I’ve been thinking a lot about responsibility and self-control. About training and the demands of jobs that society wants done, as opposed to the jobs that society needs done. I’m thinking: you can’t just throw a person into a position of responsibility without training. It takes practice and self-control to perform well under pressure.

Colin Kaepernick has a job that society wants done. (Apparently. I don’t understand sports fandom myself.) Police officers and teachers have jobs that society needs done. All three of these jobs take a lot of training to do well. But only one of them is well-paid. Why is it that we are willing to pay so much more for what we want than for what we need?

Kaepernick makes an obscene amount of money for what he does — according to USA Today, $11.9 million. According to salary.com, the median salary of a police officer is $52,910 and of a secondary school teacher (like me) is $47,198.

I imagine it takes quite a bit of training to be a quarterback (that’s what Kaepernick is, right?) and I know it takes a lot of training to be a teacher (mostly done at our own expense). I’ve read varying accounts of how much training police officers get, but from what I have read, it’s not nearly enough.
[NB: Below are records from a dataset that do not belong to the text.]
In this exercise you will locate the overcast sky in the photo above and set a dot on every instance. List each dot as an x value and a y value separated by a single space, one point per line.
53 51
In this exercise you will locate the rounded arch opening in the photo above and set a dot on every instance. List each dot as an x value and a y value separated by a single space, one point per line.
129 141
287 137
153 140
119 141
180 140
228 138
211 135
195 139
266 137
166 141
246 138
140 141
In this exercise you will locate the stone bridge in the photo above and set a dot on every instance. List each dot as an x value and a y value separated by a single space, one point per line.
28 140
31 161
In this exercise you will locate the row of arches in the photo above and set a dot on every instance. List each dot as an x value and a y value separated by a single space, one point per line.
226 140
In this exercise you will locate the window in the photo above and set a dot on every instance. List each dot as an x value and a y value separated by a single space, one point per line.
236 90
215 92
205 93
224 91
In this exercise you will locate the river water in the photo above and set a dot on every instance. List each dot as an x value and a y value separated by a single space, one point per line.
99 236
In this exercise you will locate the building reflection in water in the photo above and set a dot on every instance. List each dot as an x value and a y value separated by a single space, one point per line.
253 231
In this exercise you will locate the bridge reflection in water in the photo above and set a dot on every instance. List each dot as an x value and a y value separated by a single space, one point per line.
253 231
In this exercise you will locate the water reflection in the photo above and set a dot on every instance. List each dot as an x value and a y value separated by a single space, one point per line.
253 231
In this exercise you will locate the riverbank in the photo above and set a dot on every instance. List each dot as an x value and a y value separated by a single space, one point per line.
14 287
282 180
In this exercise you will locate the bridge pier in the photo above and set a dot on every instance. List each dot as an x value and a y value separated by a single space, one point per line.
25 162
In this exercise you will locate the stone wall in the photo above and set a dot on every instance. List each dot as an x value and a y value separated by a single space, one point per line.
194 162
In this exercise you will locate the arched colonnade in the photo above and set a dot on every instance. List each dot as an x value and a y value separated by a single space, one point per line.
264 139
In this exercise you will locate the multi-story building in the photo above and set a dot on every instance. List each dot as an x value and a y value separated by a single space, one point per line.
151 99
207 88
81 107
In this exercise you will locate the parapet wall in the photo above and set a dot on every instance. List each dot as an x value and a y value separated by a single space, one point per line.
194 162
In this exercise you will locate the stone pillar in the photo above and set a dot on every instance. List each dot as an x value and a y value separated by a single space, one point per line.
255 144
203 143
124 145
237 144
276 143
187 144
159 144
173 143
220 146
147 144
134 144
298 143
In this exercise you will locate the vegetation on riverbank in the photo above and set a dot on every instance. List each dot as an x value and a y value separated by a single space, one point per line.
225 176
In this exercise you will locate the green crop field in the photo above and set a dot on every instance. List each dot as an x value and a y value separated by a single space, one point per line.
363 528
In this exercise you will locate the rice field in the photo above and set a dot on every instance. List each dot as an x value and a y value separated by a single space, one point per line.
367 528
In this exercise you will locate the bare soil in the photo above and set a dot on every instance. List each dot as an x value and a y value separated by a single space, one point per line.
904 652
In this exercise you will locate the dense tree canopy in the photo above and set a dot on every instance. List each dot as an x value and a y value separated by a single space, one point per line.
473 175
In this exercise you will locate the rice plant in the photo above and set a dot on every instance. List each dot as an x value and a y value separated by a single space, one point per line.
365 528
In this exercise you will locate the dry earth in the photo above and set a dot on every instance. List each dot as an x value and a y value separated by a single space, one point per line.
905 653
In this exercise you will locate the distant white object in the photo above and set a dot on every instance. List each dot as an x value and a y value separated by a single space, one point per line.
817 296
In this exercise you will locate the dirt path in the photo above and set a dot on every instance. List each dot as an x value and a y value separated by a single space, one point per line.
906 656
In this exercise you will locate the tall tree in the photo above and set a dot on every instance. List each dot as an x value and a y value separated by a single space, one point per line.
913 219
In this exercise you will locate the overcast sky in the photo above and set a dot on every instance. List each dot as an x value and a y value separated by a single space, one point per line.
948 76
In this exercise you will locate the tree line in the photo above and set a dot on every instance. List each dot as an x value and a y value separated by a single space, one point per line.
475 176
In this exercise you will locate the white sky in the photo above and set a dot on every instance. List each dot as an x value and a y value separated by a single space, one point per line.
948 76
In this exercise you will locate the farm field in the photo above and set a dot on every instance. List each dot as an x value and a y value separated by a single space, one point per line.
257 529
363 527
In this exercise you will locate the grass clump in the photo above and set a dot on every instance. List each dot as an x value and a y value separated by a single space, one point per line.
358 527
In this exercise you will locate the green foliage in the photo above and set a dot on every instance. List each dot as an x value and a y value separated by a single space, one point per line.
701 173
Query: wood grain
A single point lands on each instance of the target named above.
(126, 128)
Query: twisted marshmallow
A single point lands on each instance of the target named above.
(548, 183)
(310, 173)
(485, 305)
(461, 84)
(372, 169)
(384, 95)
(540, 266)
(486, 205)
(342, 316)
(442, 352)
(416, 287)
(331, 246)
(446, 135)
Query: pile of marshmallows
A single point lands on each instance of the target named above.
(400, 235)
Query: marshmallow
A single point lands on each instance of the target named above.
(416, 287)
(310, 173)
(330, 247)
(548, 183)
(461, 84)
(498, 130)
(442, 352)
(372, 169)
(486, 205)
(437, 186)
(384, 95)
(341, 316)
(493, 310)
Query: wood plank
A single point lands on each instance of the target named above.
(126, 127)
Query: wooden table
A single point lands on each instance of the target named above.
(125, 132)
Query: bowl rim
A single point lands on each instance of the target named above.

Whittingham discovered police officers in Nordic countries are required to receive at least two full years of nonstop, university-style classroom training before they become officers. In California, police are required to complete 833 hours (that’s 21 weeks) of training. That’s on the longer side for most states in America, but wouldn’t even equal a single semester of the 104 weeks required in Norway.”

I know that teaching is stressful, and teenagers can push buttons that make adults do and say things they know they shouldn’t. It’s hard to have self-control when you’re tired and you’ve had new requirements added to your job. It’s demoralizing when everywhere you turn people are criticizing your profession.

How much more difficult and stressful is it when your job includes risking your life? How much more challenging is self-control when you carry a gun?

We may think that the police should have been abiding by certain humane practices all along, but we know they haven’t. For example, Officer Karl Thompson Jr. was given 51 months for the death of Otto Zehm, a mentally challenged man in Spokane.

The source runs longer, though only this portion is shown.